Trecho do Decreto do Vaticano II sobre a Formação dos Sacerdotes:
“Este Santo Concílio proclama a extrema importância da formação dos sacerdotes”
“Um programa para a formação dos sacerdotes deve ser empreendido pelas conferências Episcopais”
“A tarefa de encorajar as vocações cabe a toda a comunidade Cristã, que deve cumpri-la primeiro por uma vida toda Cristã... As famílias que vivem no espírito de fé, amor e respeito são uma espécie de introdução ao seminário... As paróquias ricas de vitalidade incentivam as vocações entre os jovens”

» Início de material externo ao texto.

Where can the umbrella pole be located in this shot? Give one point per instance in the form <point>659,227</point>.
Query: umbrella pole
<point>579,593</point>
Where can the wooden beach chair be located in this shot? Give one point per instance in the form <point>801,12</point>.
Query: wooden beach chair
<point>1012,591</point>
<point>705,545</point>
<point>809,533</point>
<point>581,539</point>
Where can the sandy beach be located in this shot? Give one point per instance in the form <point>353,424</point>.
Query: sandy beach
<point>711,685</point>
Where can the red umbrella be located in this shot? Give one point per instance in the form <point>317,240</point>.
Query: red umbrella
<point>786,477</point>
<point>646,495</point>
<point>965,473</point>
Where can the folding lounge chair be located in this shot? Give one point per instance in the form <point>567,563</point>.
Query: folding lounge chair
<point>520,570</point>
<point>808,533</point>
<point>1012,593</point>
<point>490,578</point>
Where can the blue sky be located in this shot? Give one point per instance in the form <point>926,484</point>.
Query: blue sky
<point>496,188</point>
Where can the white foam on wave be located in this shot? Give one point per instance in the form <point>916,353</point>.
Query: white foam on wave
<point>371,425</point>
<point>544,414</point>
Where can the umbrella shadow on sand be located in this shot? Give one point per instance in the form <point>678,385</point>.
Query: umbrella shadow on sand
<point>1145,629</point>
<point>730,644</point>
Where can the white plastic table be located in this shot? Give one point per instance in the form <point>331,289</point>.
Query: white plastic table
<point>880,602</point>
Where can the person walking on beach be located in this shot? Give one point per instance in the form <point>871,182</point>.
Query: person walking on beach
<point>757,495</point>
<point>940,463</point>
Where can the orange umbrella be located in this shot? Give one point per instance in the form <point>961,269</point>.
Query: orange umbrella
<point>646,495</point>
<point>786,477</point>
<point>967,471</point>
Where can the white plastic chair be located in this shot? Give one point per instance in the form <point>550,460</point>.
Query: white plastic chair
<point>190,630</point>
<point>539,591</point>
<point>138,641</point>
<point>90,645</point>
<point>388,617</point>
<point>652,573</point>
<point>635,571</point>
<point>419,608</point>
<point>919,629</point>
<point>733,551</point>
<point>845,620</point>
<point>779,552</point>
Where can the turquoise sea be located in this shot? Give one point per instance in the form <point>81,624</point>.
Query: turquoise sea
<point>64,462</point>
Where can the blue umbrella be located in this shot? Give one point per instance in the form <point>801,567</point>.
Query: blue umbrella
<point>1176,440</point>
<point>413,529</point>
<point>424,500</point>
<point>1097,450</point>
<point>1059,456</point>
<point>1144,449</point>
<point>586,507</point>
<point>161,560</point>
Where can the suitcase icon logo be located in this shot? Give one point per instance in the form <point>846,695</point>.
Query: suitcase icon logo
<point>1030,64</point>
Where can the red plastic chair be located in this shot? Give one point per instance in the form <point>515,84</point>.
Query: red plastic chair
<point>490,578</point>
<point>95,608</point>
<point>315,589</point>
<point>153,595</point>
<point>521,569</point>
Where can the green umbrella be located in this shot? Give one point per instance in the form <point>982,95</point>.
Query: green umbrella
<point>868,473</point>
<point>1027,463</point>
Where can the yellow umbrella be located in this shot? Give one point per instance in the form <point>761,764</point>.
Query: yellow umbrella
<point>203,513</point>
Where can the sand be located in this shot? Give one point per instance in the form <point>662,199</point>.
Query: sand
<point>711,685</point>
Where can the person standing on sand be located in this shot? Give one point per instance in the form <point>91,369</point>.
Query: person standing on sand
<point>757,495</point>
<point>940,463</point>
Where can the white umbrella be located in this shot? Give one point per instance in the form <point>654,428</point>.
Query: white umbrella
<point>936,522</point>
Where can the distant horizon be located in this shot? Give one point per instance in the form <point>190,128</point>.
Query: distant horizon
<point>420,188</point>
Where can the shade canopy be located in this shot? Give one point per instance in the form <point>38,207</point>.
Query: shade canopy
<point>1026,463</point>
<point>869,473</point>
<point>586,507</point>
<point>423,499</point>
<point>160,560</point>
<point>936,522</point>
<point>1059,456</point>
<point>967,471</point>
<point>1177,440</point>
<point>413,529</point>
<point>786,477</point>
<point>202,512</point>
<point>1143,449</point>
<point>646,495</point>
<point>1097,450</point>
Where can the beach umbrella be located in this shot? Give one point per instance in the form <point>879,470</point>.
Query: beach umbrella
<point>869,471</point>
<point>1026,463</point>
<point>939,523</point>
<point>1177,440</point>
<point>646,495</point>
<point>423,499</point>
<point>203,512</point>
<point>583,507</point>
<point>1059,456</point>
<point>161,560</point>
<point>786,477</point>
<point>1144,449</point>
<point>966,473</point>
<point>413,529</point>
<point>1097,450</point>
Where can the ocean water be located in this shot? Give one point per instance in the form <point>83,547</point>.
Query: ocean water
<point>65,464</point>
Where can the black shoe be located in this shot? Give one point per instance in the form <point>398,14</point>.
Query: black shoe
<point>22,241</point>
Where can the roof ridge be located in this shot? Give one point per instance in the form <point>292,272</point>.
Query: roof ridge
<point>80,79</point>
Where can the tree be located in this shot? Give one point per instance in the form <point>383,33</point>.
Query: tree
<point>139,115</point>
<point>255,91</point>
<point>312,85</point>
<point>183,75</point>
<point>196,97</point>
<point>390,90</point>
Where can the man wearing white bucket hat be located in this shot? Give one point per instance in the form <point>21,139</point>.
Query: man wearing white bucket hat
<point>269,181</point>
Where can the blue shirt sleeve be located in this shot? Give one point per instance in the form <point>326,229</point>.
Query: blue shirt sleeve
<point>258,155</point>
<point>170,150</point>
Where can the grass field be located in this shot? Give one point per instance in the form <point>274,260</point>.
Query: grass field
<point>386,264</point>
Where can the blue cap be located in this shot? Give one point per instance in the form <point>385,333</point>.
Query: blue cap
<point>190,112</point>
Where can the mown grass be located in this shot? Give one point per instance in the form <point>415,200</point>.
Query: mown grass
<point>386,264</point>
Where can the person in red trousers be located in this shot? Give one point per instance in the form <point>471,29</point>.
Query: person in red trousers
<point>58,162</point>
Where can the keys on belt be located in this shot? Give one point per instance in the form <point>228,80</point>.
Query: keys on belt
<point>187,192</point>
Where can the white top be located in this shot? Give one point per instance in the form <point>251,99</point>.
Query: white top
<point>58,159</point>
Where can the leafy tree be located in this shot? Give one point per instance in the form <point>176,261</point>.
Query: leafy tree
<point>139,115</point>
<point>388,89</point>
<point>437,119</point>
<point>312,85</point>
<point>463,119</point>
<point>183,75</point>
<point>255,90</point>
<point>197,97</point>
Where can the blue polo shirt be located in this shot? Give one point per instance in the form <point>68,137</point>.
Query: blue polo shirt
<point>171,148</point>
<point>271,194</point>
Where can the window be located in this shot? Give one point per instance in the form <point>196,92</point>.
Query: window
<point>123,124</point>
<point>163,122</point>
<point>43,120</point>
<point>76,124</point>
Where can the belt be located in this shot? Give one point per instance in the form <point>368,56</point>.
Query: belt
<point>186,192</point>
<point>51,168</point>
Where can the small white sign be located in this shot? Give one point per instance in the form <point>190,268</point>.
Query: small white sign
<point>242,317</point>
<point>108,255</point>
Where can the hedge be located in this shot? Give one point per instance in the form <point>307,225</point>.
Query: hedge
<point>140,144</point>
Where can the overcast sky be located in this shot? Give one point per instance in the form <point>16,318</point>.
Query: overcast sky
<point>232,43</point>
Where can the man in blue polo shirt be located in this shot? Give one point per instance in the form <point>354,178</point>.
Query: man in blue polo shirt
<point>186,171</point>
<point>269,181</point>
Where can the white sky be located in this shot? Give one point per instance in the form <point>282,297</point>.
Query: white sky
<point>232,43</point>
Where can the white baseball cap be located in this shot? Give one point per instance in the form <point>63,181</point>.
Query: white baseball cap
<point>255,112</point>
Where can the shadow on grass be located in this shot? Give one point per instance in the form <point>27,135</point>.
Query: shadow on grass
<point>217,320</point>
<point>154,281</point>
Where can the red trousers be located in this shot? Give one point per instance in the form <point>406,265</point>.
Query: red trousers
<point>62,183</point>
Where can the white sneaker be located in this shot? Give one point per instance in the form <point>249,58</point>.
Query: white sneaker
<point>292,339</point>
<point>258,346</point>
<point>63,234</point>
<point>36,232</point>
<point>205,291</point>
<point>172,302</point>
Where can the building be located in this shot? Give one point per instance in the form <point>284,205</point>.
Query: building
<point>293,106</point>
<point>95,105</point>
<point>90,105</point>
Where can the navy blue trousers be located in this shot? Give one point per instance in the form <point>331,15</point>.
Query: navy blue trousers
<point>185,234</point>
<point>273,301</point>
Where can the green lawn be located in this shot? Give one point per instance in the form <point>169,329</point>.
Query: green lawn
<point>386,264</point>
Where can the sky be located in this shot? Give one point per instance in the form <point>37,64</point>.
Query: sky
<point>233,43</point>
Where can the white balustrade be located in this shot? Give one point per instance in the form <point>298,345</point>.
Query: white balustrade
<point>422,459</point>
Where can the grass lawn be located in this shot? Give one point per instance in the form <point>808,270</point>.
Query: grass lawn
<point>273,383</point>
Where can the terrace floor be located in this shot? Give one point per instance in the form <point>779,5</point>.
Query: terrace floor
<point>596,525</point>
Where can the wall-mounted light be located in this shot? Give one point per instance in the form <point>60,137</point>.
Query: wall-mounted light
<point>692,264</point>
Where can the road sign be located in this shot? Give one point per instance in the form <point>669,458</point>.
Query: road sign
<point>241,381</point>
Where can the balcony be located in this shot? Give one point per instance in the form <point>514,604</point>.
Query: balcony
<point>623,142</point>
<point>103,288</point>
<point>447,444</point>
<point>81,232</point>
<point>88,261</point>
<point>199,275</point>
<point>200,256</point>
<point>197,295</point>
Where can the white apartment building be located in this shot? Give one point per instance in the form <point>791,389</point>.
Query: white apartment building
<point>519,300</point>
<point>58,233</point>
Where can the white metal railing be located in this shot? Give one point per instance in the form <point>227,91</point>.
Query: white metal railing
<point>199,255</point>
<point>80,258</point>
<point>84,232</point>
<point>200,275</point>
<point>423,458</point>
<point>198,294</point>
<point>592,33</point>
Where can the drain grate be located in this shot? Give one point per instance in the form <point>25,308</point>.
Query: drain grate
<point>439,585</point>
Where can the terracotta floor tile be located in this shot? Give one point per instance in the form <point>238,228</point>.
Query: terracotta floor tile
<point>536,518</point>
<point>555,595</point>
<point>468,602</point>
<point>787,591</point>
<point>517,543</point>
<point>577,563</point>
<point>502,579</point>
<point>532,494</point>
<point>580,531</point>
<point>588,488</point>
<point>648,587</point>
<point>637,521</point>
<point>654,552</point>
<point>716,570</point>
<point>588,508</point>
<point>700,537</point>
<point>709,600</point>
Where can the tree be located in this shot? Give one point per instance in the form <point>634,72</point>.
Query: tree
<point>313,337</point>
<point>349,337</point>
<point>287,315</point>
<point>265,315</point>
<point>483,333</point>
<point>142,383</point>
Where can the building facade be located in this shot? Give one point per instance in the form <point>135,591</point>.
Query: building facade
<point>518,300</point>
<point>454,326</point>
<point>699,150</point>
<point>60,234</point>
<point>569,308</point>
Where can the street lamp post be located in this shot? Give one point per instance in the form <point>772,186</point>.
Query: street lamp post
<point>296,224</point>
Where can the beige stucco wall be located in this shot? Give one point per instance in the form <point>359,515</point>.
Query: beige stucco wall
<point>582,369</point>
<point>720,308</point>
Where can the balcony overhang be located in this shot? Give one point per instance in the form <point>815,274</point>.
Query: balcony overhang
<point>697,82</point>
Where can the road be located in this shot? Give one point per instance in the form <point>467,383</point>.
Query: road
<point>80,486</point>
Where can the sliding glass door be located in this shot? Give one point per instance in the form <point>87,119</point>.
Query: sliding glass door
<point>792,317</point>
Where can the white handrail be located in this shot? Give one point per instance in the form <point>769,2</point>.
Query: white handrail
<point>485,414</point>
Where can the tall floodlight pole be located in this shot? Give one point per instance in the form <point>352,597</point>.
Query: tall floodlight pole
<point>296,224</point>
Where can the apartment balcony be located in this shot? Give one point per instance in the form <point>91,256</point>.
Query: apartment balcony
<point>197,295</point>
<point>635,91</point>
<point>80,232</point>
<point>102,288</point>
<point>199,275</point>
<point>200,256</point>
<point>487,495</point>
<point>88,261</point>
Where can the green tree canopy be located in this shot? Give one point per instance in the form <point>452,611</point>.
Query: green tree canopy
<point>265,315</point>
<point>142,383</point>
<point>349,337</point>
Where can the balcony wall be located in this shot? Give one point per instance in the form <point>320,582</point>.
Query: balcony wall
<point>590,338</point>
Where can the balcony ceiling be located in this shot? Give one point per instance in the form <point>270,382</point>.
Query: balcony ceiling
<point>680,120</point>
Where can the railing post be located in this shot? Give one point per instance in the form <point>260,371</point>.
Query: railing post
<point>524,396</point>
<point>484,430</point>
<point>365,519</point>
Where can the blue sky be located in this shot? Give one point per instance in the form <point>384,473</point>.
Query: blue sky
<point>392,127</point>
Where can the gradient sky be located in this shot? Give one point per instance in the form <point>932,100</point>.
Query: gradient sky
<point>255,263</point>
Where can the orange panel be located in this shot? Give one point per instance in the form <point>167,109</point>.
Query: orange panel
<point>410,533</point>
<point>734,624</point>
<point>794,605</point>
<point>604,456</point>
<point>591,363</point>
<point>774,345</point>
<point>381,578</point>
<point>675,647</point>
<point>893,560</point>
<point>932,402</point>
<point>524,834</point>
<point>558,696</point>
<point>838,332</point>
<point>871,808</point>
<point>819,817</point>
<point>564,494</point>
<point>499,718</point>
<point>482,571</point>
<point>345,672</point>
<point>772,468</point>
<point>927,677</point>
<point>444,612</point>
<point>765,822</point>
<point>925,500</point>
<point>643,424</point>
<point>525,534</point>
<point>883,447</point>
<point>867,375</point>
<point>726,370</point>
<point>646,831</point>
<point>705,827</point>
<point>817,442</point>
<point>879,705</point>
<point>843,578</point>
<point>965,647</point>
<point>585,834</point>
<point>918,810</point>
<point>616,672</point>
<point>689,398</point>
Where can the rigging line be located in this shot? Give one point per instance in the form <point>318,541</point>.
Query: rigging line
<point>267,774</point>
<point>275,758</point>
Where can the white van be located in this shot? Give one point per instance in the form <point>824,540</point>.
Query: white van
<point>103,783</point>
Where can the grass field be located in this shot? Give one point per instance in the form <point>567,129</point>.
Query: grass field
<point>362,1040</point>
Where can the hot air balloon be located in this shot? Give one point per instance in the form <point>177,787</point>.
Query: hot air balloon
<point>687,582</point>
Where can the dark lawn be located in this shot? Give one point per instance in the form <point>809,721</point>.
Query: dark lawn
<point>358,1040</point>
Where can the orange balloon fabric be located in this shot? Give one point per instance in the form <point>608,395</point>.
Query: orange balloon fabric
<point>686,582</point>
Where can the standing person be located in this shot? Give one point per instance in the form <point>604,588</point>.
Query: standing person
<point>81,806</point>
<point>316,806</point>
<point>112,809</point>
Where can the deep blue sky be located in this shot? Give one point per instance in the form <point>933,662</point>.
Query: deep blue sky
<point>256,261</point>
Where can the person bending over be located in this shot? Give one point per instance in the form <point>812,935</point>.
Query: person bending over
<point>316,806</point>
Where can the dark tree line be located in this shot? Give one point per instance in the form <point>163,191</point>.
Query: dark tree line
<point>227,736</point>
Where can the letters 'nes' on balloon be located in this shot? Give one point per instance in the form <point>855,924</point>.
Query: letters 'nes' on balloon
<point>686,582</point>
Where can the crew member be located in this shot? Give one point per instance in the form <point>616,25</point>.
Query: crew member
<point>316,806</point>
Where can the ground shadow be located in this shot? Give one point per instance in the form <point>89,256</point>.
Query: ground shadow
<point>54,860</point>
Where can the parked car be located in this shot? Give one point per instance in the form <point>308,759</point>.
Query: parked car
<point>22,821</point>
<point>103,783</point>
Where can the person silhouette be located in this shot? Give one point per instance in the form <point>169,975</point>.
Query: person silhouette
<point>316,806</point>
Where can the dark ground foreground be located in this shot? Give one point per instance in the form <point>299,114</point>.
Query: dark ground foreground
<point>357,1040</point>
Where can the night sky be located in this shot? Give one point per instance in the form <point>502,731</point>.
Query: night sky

“Os diretores de seminários e os professores devem ser escolhidos entre os melhores... Eles devem criar um lar que fortaleça em cada um a alegria de sua vocação. Com uma participação ativa e amorosa, os Bispos devem inspirar a serem, e se mostrarem, verdadeiros irmãos em Cristo junto a seus estudantes”
“A formação espiritual deve estar intimamente ligada à formação doutrinal e paroquial... Elas devem ser ensinadas a prestar atenção a Cristo, a viver perpetuamente na companhia do Pai, do Filho e do Espírito Santo”
“Os seminaristas devem compreender plenamente que não são chamados às dominâncias e honras, mas a se dar inteiramente ao serviço de Deus e ao ministério pastoral”
“O estudo das Sagradas Escrituras deve ser a alma de toda teologia”.